My interactions with them have also varied. From free intermingling on a daily basis, to annual handshakes at the Christmas party. Some have been personal mentors and friends, others have been nameless strangers.
Lunches with Salt Lake advertising colleagues explained to me the nature of commerce and commercial interests in that thriving market, and the history and intrigues of its radio industry. Years of conversations and shared efforts with a small handful of Rochester sales people taught me the heart-warming power radio can give you to prosper a sponsor’s business and swell its receipts and payroll.
I have sat with ad sales people and formulated plans to keep a business in business, and how to make a community or neighborhood more visible and vibrant. I have learned compassion and competitiveness in league with coworkers whose job it was to sell advertising time.
There have been thousands of conversations over a generation of time.
But now I am downstairs and they are upstairs, and for seven hours of the day I am alone in a little studio, with two more hours in my office researching or writing, and another hour out alone on a run, and the offices are empty when I come to work and when I go home. And that turns into months and years and while we each do our own thing, play our part in the prosperity of our employment and employer, questions arise.
Do you like sales people?
My entire livelihood depends on sales people. My entire industry depends on sales people.
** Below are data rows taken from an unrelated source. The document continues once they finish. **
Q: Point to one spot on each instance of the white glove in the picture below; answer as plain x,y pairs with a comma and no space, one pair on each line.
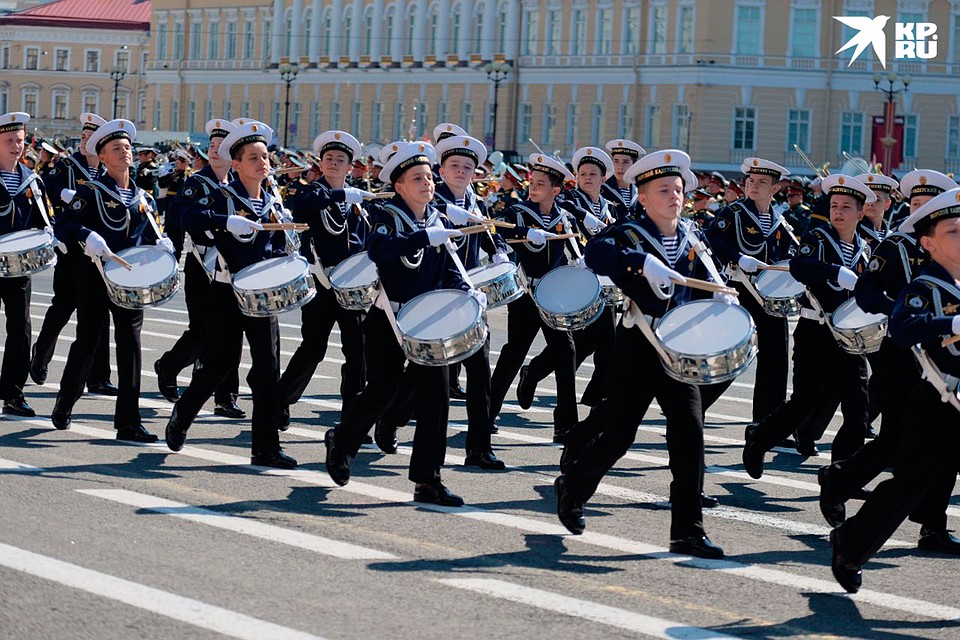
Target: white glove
658,274
355,196
592,223
480,297
750,264
537,236
240,226
847,279
166,244
95,246
438,235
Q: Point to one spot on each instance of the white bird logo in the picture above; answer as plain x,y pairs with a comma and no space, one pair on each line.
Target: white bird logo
870,32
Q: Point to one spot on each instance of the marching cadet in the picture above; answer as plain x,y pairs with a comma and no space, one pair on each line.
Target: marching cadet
645,258
747,235
338,230
407,244
22,194
107,215
925,314
63,180
233,216
198,191
537,218
622,193
828,262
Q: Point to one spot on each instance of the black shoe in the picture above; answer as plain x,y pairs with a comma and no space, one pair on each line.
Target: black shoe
386,437
18,407
832,507
103,389
847,574
752,454
60,418
569,511
938,540
38,372
436,493
230,410
697,546
277,459
338,466
708,502
166,383
484,460
525,388
135,433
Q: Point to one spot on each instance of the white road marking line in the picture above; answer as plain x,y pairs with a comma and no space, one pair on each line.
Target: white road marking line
576,608
246,526
164,603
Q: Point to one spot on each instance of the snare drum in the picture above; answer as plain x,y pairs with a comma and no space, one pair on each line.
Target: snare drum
441,327
707,341
568,298
856,330
355,282
503,283
780,292
274,286
24,253
152,281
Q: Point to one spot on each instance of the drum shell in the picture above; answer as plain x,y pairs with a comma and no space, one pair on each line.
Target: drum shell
574,319
275,298
26,262
137,297
503,288
447,350
711,368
The difference between a podcast that amounts to nothing and a radio show that generates millions of dollars a year is a staff of sales people who monetize some music or babbling, bringing prosperity to sponsors and colleagues.
Do I like sales people? I just about worship the ground they walk on.
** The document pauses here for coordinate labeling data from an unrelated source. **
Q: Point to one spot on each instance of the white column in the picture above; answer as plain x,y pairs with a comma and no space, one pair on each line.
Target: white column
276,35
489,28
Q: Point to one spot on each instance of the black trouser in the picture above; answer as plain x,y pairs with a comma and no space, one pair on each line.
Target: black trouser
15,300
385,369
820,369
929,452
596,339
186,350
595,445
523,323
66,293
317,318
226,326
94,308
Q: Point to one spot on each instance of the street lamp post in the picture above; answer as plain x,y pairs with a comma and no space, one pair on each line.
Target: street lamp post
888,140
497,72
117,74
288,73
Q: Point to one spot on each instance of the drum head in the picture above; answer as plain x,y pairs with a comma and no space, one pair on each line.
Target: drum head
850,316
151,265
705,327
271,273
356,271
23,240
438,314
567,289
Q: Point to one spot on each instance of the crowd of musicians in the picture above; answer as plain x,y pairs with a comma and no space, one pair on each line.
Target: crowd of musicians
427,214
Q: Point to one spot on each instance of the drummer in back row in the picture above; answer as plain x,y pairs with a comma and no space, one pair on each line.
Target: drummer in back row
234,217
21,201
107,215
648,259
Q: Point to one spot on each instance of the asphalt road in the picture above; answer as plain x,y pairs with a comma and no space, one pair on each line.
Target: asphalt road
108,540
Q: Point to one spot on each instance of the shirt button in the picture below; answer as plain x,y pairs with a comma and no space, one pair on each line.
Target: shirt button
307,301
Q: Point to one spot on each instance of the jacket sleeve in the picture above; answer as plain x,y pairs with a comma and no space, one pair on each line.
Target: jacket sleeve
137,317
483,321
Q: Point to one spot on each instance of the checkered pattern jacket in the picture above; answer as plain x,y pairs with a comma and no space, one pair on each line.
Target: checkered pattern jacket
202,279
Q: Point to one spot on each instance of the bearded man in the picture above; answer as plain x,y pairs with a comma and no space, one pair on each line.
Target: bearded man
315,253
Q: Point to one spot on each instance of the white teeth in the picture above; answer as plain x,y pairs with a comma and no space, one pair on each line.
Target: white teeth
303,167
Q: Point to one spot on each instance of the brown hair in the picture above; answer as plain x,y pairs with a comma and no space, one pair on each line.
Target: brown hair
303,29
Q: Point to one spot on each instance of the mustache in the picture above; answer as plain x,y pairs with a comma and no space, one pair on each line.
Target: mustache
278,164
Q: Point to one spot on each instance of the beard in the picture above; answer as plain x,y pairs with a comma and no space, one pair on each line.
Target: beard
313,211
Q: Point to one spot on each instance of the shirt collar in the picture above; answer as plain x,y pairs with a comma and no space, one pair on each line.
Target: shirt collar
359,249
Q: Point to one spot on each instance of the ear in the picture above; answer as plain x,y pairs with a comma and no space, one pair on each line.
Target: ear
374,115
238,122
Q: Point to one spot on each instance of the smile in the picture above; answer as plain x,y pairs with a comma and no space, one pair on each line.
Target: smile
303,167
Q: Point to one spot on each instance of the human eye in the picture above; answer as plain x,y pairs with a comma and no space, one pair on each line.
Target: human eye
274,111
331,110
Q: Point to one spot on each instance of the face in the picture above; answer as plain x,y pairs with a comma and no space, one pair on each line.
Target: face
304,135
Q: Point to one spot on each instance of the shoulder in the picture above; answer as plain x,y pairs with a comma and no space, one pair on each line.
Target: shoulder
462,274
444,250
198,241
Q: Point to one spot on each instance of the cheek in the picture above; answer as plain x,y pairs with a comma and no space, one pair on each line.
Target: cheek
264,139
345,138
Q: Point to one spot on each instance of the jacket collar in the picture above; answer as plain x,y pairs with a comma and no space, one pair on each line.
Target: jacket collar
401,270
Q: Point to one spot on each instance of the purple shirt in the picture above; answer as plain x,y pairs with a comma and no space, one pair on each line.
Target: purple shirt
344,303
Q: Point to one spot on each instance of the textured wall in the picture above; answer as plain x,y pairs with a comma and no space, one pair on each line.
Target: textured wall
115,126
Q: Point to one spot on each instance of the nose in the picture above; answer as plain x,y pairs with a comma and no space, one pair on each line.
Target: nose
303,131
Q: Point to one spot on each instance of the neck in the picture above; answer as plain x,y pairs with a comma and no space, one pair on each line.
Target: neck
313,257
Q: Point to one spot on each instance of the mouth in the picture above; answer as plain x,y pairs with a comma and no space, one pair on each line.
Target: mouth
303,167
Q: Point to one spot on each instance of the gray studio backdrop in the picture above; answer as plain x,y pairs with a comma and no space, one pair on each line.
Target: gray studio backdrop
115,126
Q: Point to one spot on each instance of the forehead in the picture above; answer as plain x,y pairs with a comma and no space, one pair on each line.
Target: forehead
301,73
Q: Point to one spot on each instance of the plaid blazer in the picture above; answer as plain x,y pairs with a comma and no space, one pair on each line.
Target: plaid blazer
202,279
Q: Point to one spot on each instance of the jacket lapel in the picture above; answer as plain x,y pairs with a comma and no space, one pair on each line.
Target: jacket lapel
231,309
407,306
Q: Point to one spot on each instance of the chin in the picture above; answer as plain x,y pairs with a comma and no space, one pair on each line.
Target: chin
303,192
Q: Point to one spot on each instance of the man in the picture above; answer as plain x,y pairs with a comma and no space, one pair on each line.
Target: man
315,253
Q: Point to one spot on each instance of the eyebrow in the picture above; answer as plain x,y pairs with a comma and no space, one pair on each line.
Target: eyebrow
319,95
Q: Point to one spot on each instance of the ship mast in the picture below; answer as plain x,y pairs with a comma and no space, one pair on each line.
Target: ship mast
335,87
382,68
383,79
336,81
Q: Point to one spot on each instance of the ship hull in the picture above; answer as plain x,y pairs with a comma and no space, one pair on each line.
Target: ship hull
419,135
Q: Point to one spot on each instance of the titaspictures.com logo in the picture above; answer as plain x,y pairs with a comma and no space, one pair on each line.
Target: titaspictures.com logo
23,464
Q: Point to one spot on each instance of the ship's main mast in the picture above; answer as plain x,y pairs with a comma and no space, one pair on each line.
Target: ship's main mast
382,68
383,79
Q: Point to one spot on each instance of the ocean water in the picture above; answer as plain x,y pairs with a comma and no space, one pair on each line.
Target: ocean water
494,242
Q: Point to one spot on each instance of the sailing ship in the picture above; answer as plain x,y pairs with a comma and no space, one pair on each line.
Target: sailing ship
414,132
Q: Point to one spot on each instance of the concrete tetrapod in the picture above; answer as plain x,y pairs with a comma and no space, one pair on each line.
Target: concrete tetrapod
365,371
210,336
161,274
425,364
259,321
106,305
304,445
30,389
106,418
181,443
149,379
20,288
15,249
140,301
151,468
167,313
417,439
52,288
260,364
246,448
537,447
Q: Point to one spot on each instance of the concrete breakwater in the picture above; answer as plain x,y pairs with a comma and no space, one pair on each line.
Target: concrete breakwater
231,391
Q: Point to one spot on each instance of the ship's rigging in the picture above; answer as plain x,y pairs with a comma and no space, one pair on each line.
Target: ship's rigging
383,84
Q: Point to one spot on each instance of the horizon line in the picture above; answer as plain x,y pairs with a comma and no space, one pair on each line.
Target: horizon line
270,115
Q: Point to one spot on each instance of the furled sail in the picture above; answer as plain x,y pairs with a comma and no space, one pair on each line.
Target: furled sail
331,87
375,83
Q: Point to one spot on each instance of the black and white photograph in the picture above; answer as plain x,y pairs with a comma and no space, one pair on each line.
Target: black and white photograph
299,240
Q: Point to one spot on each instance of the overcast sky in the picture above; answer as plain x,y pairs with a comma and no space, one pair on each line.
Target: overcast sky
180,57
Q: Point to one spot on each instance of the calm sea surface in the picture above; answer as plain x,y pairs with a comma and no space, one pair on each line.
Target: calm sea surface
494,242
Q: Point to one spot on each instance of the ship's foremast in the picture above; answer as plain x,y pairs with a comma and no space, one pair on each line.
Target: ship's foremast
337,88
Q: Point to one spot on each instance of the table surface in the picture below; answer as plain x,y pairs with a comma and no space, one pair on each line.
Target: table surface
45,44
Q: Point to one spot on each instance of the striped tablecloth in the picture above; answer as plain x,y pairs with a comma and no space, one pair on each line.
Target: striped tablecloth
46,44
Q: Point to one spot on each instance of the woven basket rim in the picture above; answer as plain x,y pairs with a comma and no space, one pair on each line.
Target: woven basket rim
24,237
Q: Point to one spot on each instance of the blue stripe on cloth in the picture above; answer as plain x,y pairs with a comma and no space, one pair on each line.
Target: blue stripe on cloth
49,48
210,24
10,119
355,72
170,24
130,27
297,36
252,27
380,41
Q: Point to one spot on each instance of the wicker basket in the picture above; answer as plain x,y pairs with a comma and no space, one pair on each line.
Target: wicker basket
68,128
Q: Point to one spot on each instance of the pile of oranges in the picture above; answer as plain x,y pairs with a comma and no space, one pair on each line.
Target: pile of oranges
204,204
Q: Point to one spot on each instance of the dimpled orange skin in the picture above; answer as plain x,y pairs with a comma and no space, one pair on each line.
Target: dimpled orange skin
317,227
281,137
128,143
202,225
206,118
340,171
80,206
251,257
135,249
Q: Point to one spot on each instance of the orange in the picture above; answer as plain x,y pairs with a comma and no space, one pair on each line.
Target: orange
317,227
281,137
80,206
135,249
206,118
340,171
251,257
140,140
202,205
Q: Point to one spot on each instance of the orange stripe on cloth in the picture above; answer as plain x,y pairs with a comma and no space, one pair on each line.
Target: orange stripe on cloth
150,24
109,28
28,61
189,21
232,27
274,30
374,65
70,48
And I think I see dimly, from the safety of my little studio, what they have to face and do.
The innumerable cold calls, the prospects who are rude or out of line, the ever-increasing sales goals and the whiplash of corporate demand that is always overhead. The reality of starting the week with nothing in their paycheck and by their own wits and determination earning a draw five days later.
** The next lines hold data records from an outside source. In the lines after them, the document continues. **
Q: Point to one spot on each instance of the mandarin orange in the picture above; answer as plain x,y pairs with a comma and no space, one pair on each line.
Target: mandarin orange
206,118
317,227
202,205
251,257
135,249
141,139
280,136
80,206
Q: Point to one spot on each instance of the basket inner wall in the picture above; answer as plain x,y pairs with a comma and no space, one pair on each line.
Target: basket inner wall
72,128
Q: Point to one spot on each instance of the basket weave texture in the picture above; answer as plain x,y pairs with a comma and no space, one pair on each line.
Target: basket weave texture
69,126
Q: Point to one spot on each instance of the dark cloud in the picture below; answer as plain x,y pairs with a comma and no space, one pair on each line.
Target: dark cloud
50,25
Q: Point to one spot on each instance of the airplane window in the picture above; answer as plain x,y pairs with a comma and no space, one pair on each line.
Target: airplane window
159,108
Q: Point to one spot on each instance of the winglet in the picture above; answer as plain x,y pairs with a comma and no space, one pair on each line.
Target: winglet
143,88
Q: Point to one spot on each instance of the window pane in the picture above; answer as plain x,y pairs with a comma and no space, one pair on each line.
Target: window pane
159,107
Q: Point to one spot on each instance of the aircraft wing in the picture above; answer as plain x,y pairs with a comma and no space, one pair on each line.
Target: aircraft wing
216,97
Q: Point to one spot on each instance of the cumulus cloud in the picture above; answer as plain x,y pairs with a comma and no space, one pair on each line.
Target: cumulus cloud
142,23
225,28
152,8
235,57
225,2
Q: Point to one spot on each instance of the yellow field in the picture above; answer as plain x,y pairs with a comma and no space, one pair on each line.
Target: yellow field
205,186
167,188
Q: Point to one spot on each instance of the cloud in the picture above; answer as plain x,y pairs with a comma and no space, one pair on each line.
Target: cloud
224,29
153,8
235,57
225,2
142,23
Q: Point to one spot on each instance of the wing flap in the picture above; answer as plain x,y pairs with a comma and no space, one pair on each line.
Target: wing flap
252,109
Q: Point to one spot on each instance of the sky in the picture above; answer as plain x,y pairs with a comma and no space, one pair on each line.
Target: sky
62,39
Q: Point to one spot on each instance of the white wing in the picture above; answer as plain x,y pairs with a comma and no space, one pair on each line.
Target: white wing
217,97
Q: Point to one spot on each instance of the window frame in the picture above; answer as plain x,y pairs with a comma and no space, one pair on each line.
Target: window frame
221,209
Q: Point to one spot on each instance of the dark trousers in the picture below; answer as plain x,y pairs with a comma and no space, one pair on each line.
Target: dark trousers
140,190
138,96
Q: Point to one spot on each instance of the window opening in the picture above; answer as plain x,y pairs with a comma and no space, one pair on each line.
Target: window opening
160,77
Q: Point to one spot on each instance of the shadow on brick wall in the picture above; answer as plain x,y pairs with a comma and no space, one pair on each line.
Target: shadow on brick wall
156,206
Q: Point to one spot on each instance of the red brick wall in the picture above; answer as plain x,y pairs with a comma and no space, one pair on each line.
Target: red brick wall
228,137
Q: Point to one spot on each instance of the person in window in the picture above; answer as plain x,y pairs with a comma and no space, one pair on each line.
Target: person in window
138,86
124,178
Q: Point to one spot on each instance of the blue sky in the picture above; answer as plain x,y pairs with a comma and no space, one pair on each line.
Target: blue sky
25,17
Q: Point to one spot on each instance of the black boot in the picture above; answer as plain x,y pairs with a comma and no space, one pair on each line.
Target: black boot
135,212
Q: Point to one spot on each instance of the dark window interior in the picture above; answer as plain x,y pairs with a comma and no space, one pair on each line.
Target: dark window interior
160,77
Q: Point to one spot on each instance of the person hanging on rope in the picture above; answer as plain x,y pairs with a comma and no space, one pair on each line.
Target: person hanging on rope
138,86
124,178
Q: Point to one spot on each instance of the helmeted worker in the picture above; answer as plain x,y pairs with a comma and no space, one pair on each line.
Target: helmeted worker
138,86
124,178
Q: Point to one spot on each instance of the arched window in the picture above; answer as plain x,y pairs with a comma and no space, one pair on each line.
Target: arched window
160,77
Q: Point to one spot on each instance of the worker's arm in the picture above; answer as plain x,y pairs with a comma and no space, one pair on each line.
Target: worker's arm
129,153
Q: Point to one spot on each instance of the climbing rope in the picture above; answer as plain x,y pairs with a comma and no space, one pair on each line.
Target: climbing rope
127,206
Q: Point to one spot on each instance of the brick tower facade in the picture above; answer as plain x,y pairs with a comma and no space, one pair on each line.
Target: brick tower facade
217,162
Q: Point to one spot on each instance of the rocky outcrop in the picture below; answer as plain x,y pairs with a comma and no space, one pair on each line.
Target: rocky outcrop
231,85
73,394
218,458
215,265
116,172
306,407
Donuts for one client on the way into the office and drinks with another on the way home, and countless calls and forays in between trying to partner our business with others so that all might prosper.
On rainy days and snowy days and on days when they just don’t feel like going out.
All with a smile, all with positivity, all with the reality that a building full of coworkers is depending on them to pay the bills.
Yes, I like sales people.
I love them. As colleagues, and, increasingly, like a father.
I have seen young and vibrant coworkers age into midlife faster than they should have because of the burdens they bare. I have seen them miss family events and chances for fun because they had work.
And because they had the personal integrity and character to do the job they signed up for with excellence and commitment.
I have watched this over the years with admiration.
Because I recognize that they carry me on their back. Me and my family and our living. The prosperity of my show and the wonderful support of exceptional sponsors is all made possible by the efforts and introductions of our advertising sales staff.
And I am conscious of that, and grateful for that, every single day.
And I’m sorry I have allowed there to be any confusion about that.
Yes, I like sales people. I am their biggest fan.